About a year ago, the first details of Intel's (NASDAQ: INTC) upcoming high-performance computing, or HPC, oriented processor known as Knights Landing started hitting the Web. The chip, which promises the capacity to compute over 3 trillion double precision floating point operations per second, is expected to integrate very fast "on-package" memory.

This memory, according to an Intel slide found on memory maker Micron's (NASDAQ: MU) website, offers five times the bandwidth and five times the power efficiency of standard DDR4 memory in one-third the area footprint of DDR4 memory. Intel plans to include up to 16GB of this memory per Knights Landing package when the chips launch sometime in the second half of this year.

Source: Micron. 

Although this technology is exciting in the context of Knights Landing, I think things will get really interesting when this technology is more broadly deployed in future Intel Xeon processors.

When will we see it?
Recently, the first details of Intel's upcoming server platform, code-named Purley, leaked to the Web. One key feature touted in the slide deck was that memory bandwidth would increase by a factor of 1.5 times from the prior-generation Broadwell-based server parts as a result of a move from four DDR4 memory channels to six DDR4 memory channels.

The slide deck also touted an "all new memory architecture," which promises to bring capacity increases and "persistent data." This is all very cool stuff, but one thing missing from this is any mention of the high-speed on-package memory that Intel plans to bring to market with Knights Landing. This suggests it might be a while until we see this memory included in a "standard" Xeon platform.

If history is a guide, Intel generally doesn't make sweeping platform or architectural changes when it releases a refreshed set of processors on a proven platform. If we assume the Purley platform will land sometime in 2017 (I would guess second quarter of 2017, based on the leaked road maps) , then we may not see a new platform until the first half of 2019.

The 2019 Intel server platform and why on-package memory might be needed

Intel's Broadwell-EP/EX chips, which will have up to 22 and 24 cores, respectively, will still feature four DDR4 channels.
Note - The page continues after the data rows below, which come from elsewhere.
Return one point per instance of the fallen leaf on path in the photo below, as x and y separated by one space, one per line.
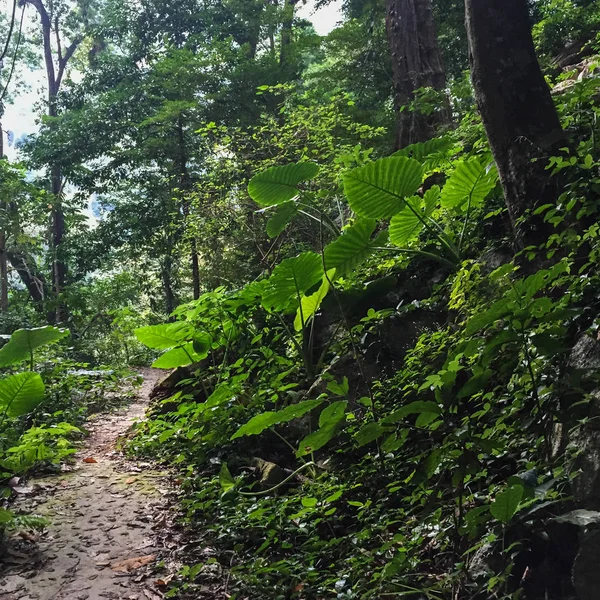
28 536
131 564
24 491
164 581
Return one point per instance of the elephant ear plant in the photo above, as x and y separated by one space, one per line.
21 393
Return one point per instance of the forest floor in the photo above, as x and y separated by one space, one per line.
108 522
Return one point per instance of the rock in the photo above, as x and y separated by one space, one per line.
584 361
586 570
166 387
269 474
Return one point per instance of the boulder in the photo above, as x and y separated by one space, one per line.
585 358
268 474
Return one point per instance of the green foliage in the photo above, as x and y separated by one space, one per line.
378 190
278 185
265 420
290 279
353 247
24 342
20 394
506 503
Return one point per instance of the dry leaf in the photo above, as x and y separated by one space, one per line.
131 564
164 581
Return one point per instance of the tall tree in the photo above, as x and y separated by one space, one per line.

This is likely the "limit" to the number of cores that a quad-channel memory subsystem can reasonably support before those chips become starved for bandwidth. With the Purley platform, the initial Skylake-based chips will have up to 28 cores.

Purley, like all of Intel's platforms, will almost certainly feature a refreshed set of processors based on the 10-nanometer Cannonlake architecture. Intel's area reduction with the 10-nanometer technology will likely be put to good use in the form of more cores (see the chart below):

Source: Fool.com.

Intel tends to significantly increase core counts in server chips as it migrates from one manufacturing technology to the next. In moving from 32-nanometer Westmere-EX to 22-nanometer Ivy Bridge-EX, Intel boosted core count by 50%. In moving from 22-nanometer Haswell-EX to 14-nanometer Broadwell-EX, Intel has gained a cool 33% increase in core count.

In light of this trend, I expect the 2018 10-nanometer Purley parts to have in the neighborhood of 36 cores. The 10-nanometer parts on the follow-on platform to Purley should have even more, likely well north of 40.

Now, the thing about increasing the core count of the processors so dramatically here is that in order to actually wring all of the performance of all of those cores working together, they will need access to plenty of memory bandwidth. 

Although the move from four memory channels to six in going from Grantley to Purley will certainly help as core counts begin to exceed 24, I believe that as core counts continue to grow at a rapid clip, these chips will need even more bandwidth.

Scaling to more memory channels per socket is certainly a way to go in the near-term, but at some point it might become too difficult to simply increase memory speeds and add more memory channels to get the kind of effective bandwidth needed. Technologies such as the on-package Hybrid Memory Cube-derived memory used on Knights Landing or the competing High Bandwidth Memory standard that the graphics processor makers plan to adopt should be able to help overcome these limitations.